Les crimes commis par Jeffrey Howard Hébert sont particulièrement inquiétants. Le pédophile a notamment photographié à partir de sa résidence de Dorval des enfants du voisinage âgés de 2 à 4 ans. Plus de 700 clichés de ces enfants, nus, ont été trouvés chez lui parmi une montagne de pornographie juvénile.

En effet, les policiers ont découvert sur le quart du contenu d’une seule clé USB pas moins de 90 000 photos et 1500 vidéos de pornographie juvénile aux détails particulièrement choquants, y compris des enfants agressées sexuellement par des adultes et même des scènes de bestialité et de scatologie.
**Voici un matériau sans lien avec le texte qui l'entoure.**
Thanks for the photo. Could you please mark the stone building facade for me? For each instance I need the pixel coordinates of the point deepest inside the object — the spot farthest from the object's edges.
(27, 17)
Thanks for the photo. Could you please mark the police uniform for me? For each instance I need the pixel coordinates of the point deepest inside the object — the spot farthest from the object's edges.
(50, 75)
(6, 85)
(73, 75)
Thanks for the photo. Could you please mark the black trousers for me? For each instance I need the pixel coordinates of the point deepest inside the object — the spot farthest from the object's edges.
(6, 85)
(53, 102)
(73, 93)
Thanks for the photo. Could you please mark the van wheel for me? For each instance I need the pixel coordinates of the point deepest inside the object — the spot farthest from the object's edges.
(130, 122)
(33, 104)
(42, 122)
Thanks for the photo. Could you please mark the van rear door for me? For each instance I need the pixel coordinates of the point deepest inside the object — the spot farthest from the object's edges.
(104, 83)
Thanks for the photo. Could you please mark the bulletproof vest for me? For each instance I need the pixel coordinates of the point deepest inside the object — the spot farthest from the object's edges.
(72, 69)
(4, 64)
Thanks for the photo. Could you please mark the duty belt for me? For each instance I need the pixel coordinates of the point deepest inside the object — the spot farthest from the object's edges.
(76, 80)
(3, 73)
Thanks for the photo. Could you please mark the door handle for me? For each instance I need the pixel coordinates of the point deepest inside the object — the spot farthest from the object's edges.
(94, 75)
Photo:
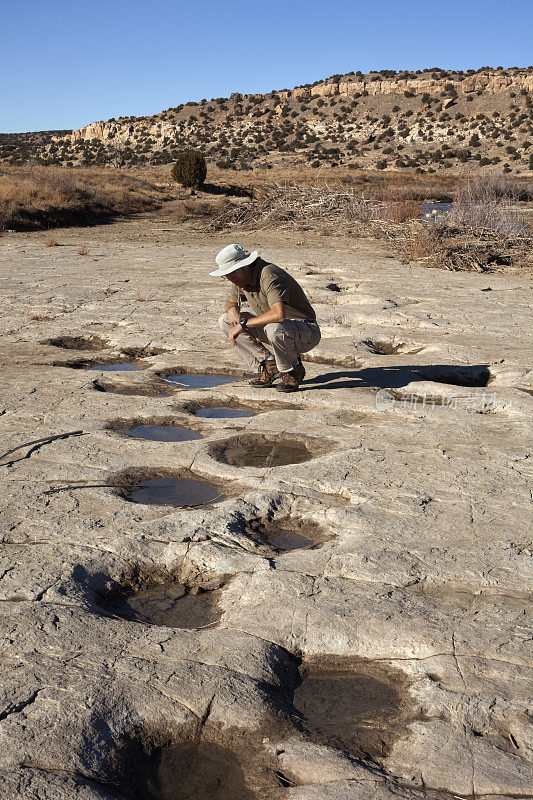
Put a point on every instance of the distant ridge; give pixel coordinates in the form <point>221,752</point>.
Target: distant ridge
<point>429,120</point>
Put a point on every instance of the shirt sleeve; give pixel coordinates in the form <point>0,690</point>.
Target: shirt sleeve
<point>234,294</point>
<point>275,288</point>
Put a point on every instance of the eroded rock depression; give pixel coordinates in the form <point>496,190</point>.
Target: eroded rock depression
<point>342,615</point>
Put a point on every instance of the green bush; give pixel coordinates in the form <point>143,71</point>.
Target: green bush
<point>190,169</point>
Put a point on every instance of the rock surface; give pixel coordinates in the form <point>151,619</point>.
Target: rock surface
<point>418,483</point>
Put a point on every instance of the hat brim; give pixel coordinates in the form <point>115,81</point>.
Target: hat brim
<point>243,262</point>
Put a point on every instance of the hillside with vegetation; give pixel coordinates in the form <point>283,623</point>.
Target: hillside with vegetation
<point>432,120</point>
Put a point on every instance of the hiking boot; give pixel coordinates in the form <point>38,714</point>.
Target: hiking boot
<point>266,374</point>
<point>290,381</point>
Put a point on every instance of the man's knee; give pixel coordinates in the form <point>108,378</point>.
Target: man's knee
<point>275,332</point>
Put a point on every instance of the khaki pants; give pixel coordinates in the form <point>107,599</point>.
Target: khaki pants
<point>285,340</point>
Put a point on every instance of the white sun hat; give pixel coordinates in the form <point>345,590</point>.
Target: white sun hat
<point>233,257</point>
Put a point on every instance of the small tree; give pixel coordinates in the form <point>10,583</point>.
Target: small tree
<point>190,169</point>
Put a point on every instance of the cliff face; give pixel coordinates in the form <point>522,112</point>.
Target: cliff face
<point>491,83</point>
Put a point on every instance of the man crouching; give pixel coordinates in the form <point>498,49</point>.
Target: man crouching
<point>284,324</point>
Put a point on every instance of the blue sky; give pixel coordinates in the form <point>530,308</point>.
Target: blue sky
<point>66,64</point>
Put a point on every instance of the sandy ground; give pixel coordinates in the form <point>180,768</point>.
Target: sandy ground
<point>389,658</point>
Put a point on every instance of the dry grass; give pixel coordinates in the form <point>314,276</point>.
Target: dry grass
<point>40,197</point>
<point>38,317</point>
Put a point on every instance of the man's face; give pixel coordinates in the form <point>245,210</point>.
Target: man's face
<point>240,277</point>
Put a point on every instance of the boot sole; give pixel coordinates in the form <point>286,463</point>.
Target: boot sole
<point>287,390</point>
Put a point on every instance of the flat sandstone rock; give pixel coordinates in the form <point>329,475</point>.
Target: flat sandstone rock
<point>385,655</point>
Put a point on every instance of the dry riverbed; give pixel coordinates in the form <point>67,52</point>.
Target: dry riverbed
<point>216,592</point>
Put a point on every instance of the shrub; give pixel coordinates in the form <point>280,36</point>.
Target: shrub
<point>190,169</point>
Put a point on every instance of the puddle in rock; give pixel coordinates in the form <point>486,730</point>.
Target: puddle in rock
<point>169,605</point>
<point>173,492</point>
<point>358,707</point>
<point>389,348</point>
<point>202,771</point>
<point>161,433</point>
<point>261,451</point>
<point>140,389</point>
<point>189,381</point>
<point>223,413</point>
<point>115,368</point>
<point>285,535</point>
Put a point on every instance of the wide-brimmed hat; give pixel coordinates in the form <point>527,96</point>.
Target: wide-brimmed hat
<point>233,257</point>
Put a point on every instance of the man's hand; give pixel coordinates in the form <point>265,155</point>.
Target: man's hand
<point>233,315</point>
<point>234,332</point>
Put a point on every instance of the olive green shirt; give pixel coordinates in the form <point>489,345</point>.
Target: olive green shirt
<point>270,284</point>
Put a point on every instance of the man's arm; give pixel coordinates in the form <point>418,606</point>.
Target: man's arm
<point>233,312</point>
<point>276,313</point>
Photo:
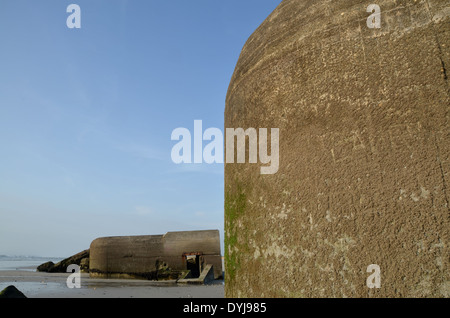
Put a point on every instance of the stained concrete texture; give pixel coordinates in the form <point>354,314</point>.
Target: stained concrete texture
<point>363,118</point>
<point>150,256</point>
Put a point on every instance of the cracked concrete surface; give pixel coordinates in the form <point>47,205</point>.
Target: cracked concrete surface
<point>364,153</point>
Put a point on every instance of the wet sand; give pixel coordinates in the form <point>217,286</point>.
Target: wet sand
<point>53,285</point>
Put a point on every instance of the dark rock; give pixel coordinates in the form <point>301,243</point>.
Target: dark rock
<point>11,292</point>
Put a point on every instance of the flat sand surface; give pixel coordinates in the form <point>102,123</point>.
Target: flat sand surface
<point>53,285</point>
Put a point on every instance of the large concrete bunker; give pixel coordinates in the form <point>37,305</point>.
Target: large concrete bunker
<point>172,255</point>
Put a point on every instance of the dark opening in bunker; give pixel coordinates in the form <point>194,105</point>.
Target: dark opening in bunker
<point>194,263</point>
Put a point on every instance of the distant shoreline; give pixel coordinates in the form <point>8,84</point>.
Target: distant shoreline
<point>53,285</point>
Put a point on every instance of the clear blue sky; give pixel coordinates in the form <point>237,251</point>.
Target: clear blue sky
<point>86,117</point>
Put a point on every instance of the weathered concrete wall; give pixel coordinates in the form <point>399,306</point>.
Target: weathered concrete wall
<point>364,153</point>
<point>141,256</point>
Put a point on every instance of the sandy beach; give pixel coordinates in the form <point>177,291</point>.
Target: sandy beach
<point>53,285</point>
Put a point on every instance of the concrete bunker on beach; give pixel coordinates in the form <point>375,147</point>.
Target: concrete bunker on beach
<point>174,255</point>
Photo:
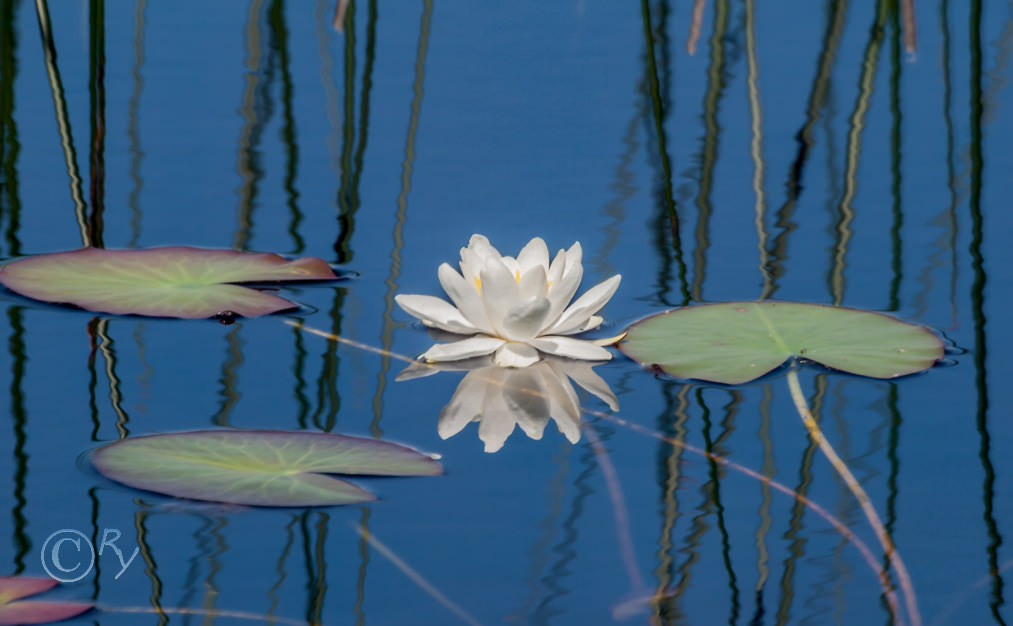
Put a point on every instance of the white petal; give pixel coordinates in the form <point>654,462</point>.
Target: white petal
<point>593,322</point>
<point>512,264</point>
<point>500,292</point>
<point>417,369</point>
<point>474,256</point>
<point>493,431</point>
<point>465,348</point>
<point>570,347</point>
<point>555,270</point>
<point>525,320</point>
<point>587,378</point>
<point>587,305</point>
<point>436,312</point>
<point>534,283</point>
<point>535,254</point>
<point>516,356</point>
<point>464,293</point>
<point>562,290</point>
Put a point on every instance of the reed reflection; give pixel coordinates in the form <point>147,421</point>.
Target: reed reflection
<point>500,399</point>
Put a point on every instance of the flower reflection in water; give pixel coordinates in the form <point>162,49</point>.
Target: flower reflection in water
<point>500,398</point>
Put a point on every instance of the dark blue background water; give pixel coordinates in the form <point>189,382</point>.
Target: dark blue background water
<point>807,155</point>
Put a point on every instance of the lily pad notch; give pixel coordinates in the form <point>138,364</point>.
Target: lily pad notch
<point>734,342</point>
<point>177,282</point>
<point>258,468</point>
<point>15,610</point>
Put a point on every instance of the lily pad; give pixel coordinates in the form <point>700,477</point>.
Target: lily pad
<point>259,468</point>
<point>13,610</point>
<point>735,342</point>
<point>168,282</point>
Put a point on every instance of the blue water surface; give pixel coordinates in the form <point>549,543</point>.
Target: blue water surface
<point>830,152</point>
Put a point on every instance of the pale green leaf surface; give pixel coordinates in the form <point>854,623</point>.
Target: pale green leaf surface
<point>265,468</point>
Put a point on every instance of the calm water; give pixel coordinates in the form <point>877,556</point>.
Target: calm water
<point>806,154</point>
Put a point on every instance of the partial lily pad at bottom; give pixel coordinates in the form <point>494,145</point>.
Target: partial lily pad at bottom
<point>168,282</point>
<point>734,342</point>
<point>13,610</point>
<point>258,468</point>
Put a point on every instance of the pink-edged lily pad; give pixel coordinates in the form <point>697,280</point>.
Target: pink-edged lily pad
<point>733,342</point>
<point>258,468</point>
<point>13,610</point>
<point>168,282</point>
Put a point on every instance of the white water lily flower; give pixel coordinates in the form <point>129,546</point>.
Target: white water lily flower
<point>501,399</point>
<point>514,307</point>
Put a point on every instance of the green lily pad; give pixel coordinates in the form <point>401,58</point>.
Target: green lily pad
<point>13,610</point>
<point>734,342</point>
<point>168,282</point>
<point>259,468</point>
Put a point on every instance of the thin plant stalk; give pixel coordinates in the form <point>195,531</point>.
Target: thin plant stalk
<point>416,577</point>
<point>881,575</point>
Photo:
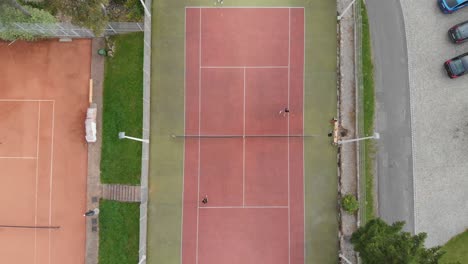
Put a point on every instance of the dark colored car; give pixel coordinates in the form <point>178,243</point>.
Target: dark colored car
<point>457,66</point>
<point>450,6</point>
<point>459,32</point>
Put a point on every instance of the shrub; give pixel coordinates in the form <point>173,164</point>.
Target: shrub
<point>349,203</point>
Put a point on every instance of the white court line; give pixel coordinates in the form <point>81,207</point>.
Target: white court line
<point>183,151</point>
<point>37,176</point>
<point>26,100</point>
<point>199,132</point>
<point>303,130</point>
<point>51,176</point>
<point>245,207</point>
<point>245,67</point>
<point>243,151</point>
<point>18,157</point>
<point>289,88</point>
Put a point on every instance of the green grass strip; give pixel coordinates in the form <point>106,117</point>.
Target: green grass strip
<point>456,249</point>
<point>118,232</point>
<point>369,104</point>
<point>123,111</point>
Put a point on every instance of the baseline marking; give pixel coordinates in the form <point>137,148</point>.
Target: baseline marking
<point>245,67</point>
<point>303,130</point>
<point>37,176</point>
<point>246,207</point>
<point>18,157</point>
<point>26,100</point>
<point>243,152</point>
<point>51,176</point>
<point>289,88</point>
<point>199,132</point>
<point>183,154</point>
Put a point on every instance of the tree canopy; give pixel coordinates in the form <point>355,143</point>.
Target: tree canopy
<point>377,242</point>
<point>15,13</point>
<point>86,13</point>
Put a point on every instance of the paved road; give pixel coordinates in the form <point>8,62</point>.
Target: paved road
<point>393,119</point>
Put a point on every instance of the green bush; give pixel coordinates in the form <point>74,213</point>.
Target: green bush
<point>135,10</point>
<point>349,203</point>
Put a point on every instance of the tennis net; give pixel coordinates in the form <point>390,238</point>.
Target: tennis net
<point>245,136</point>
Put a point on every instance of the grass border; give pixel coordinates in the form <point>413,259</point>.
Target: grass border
<point>369,109</point>
<point>119,234</point>
<point>123,111</point>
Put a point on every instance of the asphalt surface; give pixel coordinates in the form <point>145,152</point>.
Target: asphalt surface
<point>394,164</point>
<point>439,122</point>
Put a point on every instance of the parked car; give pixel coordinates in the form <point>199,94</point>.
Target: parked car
<point>450,6</point>
<point>457,66</point>
<point>459,32</point>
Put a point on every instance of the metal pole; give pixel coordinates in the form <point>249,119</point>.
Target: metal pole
<point>346,9</point>
<point>376,136</point>
<point>146,9</point>
<point>138,139</point>
<point>122,136</point>
<point>143,258</point>
<point>345,259</point>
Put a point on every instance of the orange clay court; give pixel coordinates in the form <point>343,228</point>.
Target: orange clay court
<point>43,154</point>
<point>243,65</point>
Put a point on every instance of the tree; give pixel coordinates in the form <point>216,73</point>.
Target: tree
<point>10,14</point>
<point>86,13</point>
<point>377,242</point>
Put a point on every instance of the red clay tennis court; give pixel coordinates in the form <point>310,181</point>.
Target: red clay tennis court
<point>43,155</point>
<point>244,65</point>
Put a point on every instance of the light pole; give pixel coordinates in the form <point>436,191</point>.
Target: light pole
<point>344,258</point>
<point>375,136</point>
<point>146,9</point>
<point>346,9</point>
<point>122,136</point>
Et ce n’est peut-être que la pointe de l’iceberg puisque ses ordinateurs étaient cryptés. Selon le résumé des faits, Jeffrey Howard Hébert consommait de la pornographie juvénile plusieurs heures par jour.

Il faut dire que le Québécois était un acteur clé du monde pédophile sur le web caché. Il était modérateur et même administrateur d’un forum de discussion de pédophiles. À partir de juillet 2014, il a ainsi participé à 13 747 publications sur ce forum. Parmi celles-ci, Jeffrey Howard Hébert offrait des conseils techniques pour exploiter sexuellement des enfants et racontait de quelle façon il a lui-même agressé des enfants. Notons qu’il a un antécédent de contact sexuel sur un mineur.

MAmélie Rivard représente le ministère public, alors que MClara Daviault défend l’accusé.

Le dossier retournera en cour en février pour un suivi de l’évaluation.